Will Power Tools Make You More Creative

"Women are using them (power tools) increasingly to find an outlet for their creative energies and, in these times of high rising prices, to decorate their homes or create unusual display pieces. Women have been operating powered equipment for decades. So it's no big deal to switch on a table-top jigsaw or pick up a powered hand tool and shape silver, copper, wood, plastic, or ceramics."


Here we go again

If you read this and are inclined to use power tools, please forgive me when I just rant about how I have no desire to pick up a power tool of any kind.

It is true what is said about women and operating powered equipment.


When it comes to getting shit done we own it.

This picture above was taken around 1939 during World War II.

These women are welding and look fabulous doing so.


Fierce

I don't even know what they are doing but they are looking badass while doing it!


Anything you can do I can do better!

That is our motto.

Women took pride in working during the World Wars. Even in a time of civil unrest, we came together and worked together in a sense of patriotic duty.


These Native American women from Oregon are on their way to train to work in the shipyards during the war. They would become welders and electricians.

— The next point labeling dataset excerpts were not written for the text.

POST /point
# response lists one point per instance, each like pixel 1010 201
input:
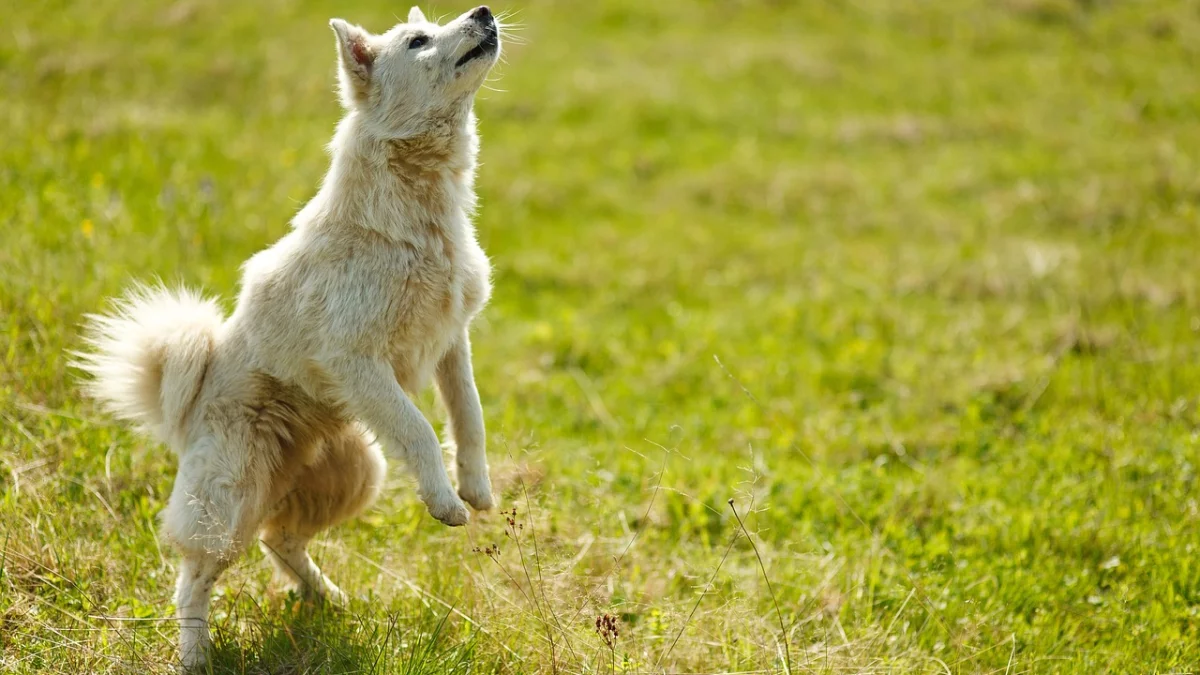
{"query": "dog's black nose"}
pixel 481 15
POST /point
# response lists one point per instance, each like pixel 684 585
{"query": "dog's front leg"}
pixel 370 389
pixel 456 384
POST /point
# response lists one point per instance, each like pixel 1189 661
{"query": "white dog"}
pixel 358 308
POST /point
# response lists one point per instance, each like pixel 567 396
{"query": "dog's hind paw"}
pixel 449 511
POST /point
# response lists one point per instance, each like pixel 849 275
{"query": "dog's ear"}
pixel 357 59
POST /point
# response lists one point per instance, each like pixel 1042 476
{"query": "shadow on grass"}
pixel 299 638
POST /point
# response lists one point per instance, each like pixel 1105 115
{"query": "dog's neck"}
pixel 393 185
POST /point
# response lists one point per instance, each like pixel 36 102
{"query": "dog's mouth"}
pixel 486 46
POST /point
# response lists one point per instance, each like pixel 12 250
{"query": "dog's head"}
pixel 418 72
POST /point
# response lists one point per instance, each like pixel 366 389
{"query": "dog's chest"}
pixel 444 285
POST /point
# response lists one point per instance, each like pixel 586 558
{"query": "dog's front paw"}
pixel 449 509
pixel 477 490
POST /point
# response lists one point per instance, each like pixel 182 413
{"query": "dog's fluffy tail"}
pixel 149 356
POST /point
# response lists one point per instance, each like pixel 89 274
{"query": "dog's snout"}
pixel 481 15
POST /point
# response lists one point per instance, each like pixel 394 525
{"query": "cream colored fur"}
pixel 366 300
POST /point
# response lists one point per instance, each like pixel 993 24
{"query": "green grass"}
pixel 916 284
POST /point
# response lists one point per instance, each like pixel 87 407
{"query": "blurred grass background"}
pixel 915 282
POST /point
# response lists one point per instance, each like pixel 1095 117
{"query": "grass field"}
pixel 916 284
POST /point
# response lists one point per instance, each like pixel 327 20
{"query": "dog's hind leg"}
pixel 214 511
pixel 197 574
pixel 345 481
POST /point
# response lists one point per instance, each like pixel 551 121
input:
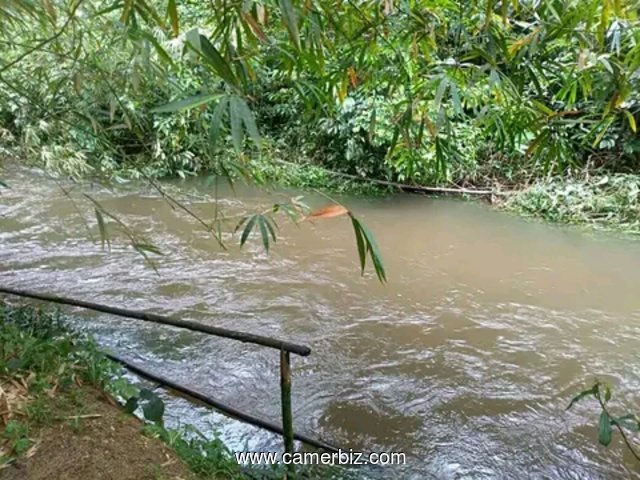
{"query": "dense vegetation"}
pixel 476 93
pixel 537 97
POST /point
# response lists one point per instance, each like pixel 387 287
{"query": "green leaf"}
pixel 264 232
pixel 131 405
pixel 190 102
pixel 604 429
pixel 247 230
pixel 146 247
pixel 212 57
pixel 172 12
pixel 631 120
pixel 362 254
pixel 290 20
pixel 628 421
pixel 440 93
pixel 248 119
pixel 236 124
pixel 216 121
pixel 591 391
pixel 104 237
pixel 376 257
pixel 153 408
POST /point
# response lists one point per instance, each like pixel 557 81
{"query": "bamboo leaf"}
pixel 290 20
pixel 147 247
pixel 591 391
pixel 247 230
pixel 186 103
pixel 104 238
pixel 216 121
pixel 236 124
pixel 172 12
pixel 362 254
pixel 631 120
pixel 264 232
pixel 374 250
pixel 604 429
pixel 212 57
pixel 328 211
pixel 247 118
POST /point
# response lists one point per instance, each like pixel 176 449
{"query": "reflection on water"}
pixel 465 360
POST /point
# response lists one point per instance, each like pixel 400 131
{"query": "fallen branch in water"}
pixel 405 186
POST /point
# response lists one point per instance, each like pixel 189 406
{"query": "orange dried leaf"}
pixel 328 211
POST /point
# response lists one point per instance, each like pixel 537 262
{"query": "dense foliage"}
pixel 431 92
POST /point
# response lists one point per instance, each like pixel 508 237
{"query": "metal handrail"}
pixel 285 349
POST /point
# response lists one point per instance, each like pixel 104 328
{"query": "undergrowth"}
pixel 43 362
pixel 607 201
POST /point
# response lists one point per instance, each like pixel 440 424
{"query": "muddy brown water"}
pixel 465 360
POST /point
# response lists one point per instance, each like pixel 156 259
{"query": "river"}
pixel 465 360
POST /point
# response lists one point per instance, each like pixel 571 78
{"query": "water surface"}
pixel 465 360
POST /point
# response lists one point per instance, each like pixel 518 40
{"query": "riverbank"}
pixel 60 415
pixel 602 201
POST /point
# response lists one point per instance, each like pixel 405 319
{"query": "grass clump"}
pixel 608 202
pixel 56 382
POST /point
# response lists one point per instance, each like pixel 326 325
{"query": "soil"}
pixel 99 443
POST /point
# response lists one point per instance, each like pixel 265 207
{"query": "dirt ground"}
pixel 103 443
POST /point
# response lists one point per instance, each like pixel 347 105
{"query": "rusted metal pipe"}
pixel 287 413
pixel 301 350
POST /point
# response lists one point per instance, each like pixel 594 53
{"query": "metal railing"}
pixel 285 348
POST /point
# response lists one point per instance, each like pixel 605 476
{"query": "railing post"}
pixel 287 415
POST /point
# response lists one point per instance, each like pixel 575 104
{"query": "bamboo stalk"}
pixel 302 350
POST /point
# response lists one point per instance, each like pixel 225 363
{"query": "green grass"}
pixel 48 360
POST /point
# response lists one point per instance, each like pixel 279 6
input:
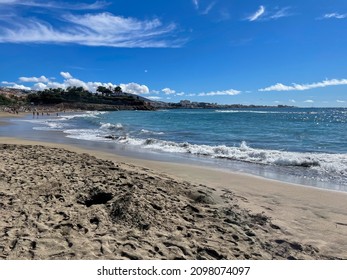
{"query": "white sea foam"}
pixel 248 111
pixel 323 162
pixel 85 134
pixel 145 131
pixel 88 114
pixel 111 126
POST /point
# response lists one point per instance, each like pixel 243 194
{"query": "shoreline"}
pixel 307 215
pixel 294 214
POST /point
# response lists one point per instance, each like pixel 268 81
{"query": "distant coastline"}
pixel 76 98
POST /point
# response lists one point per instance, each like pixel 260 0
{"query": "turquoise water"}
pixel 305 144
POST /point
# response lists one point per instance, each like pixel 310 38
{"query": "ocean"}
pixel 299 145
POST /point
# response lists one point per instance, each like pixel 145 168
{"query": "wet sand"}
pixel 63 202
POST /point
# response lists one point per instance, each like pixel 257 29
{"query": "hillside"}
pixel 73 98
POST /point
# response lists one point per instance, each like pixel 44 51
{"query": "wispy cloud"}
pixel 41 79
pixel 334 16
pixel 42 83
pixel 205 8
pixel 168 91
pixel 265 14
pixel 257 14
pixel 56 4
pixel 280 13
pixel 219 93
pixel 101 29
pixel 300 87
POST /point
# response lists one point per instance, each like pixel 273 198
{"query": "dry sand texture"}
pixel 58 204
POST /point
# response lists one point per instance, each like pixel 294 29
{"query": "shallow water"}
pixel 304 146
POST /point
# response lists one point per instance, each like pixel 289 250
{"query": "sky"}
pixel 263 52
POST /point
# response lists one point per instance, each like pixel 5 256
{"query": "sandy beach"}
pixel 63 202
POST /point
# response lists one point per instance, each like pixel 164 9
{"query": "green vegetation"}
pixel 5 100
pixel 106 96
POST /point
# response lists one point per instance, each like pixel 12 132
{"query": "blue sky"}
pixel 224 51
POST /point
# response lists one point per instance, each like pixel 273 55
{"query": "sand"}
pixel 63 202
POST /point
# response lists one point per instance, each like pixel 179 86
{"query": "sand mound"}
pixel 57 204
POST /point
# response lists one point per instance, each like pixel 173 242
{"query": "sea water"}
pixel 300 145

The idea that a woman can't work in a particular field, have hobbies that involve power tools, or saying that we should only be limited to certain activities is pure idiocracy.

Just because I make fun of this almanac and its continuing persistence on my picking up a power tool doesn't mean that I believe that no woman should ever do so.

If you do so, you have more skills than I!

I salute you!

I also salute these women of our past who came out to show the world that women are capable of more than stereotypes surrounding our gender.

Pick up that hammer ladies and smash those cultural molds.



The real Rosie the Riveter, Naomi Parker Fraley died recently at the age of 96. She lived in Longview, Washington just a few miles away from me. 

After the attack on Pearl Harbor, Naomi and her sister went to work at the Navy Air Station in Alameda, California.


Thanks Naomi for inspiring generations!